Il conseguimento delle tre F (fratellanza, frazionamento, furbizia) implicherebbe la concretizzazione della quarta (fissazione). La fissazione di una linea rossa invalicabile tra Occidente e Russkij Mir sulla retta più breve (e quindi efficiente) tra Baltico e Mar Nero è l’intimo desiderio dei notabili moscoviti. Ma soprattutto, il Cremlino vuole mostrare alla Casa Bianca l’intenzione di non superare a ovest la “linea rossa” ideale tacitamente concordata dagli apparati delle due superpotenze nucleari, ovvero l’asse Kaliningrad-Tiraspol. La mirata progressione degli obiettivi (4F) cela forti mire geoculturali.

Casus belli in cantiere

Per praticare una vasta azione bellica contro l’Ucraina, al Cremlino manca la cosa più importante: un valido casus belli. Ma nelle stanze moscovite non mancano né l’inventiva né il senso dell’ironia. Costruire un pretesto legittimante si può: basta prendere spunto dalle modalità impiegate dagli Stati Uniti per giustificare diversi interventi militari all’estero (es. Iraq), ricordando costantemente alla controparte americana i suoi errori passati. Quod licet Iovi non licet bovi?

Insinuare il sospetto impiego di armi chimiche (che uccidono tanto quanto quelle tradizionali) contro i residenti del Donbass possessori di passaporto russo potrebbe “costringere” Mosca all’intervento difensivo al di fuori dei confini federali, in ottemperanza ai dettami costituzionali. Per Vladimir Putin e i suoi siloviki, la nazione non è un’espressione geografica ma geopolitica: la Russia è dove ci sono i russi. E in Ucraina ne vivono parecchi, con o senza documentazione ufficiale.

Anche per questo il presidente dell’Ucraina Volodymyr Zelensky si sta smarcando dagli annunci occidentali (“non creare panico“) e sta compiendo una tardiva inversione a U rispetto alla dialettica battagliera da egli stesso adottata fino a qualche settimana prima. È “necessario ripristinare il dialogo” (formato di Normandia) e accantonare l’idea di riprendere con la forza Crimea e Donbass.
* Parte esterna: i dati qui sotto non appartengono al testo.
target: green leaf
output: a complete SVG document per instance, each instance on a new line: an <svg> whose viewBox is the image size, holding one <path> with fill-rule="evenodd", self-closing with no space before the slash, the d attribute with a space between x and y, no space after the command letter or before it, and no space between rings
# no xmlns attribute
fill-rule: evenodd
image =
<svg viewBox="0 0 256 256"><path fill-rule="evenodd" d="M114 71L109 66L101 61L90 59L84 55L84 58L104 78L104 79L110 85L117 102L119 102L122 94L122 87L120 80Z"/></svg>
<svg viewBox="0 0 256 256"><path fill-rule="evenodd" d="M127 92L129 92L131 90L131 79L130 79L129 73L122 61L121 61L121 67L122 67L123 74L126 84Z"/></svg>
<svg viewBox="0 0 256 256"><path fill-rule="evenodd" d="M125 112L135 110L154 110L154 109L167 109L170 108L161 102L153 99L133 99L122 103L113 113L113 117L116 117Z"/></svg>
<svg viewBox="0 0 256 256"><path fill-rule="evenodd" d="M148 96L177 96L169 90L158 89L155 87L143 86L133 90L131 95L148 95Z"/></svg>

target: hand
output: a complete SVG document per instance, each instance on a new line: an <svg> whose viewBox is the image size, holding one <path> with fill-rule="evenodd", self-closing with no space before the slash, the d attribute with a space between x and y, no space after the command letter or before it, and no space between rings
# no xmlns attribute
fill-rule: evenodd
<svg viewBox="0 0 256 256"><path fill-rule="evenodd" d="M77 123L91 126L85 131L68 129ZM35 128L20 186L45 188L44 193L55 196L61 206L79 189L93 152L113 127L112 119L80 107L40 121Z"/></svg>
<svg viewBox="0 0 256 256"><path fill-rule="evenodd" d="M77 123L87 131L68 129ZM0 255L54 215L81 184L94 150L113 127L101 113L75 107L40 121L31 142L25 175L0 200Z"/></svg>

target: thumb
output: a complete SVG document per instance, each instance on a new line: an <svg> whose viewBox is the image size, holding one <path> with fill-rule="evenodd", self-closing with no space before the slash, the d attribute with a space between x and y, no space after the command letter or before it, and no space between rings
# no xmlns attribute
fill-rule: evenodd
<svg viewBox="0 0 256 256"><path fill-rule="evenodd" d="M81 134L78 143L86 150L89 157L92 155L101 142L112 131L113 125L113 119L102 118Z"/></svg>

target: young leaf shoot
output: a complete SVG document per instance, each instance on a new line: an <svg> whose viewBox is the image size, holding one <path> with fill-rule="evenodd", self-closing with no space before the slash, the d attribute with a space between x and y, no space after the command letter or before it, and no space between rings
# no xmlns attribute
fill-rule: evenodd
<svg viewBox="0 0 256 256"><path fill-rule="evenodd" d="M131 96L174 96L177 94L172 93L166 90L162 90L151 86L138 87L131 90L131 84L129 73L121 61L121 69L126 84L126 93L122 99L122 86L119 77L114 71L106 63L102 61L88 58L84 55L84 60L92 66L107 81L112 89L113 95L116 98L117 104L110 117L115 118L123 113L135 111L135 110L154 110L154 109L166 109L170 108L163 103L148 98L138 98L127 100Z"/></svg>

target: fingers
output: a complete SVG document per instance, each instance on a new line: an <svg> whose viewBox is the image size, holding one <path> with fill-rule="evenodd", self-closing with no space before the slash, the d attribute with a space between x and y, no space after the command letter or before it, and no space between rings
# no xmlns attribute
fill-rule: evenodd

Il nuovo atteggiamento ha generato appariscenti proteste tra alcuni deputati della Verkhovna Rada, che ostentando le bandiere dei partner occidentali più solidali con Kiev hanno denunciato in inglese l’invasione russa e lanciato un intrinseco messaggio al “Servo del popolo“: non smarcarti dalla superpotenza a stelle e strisce.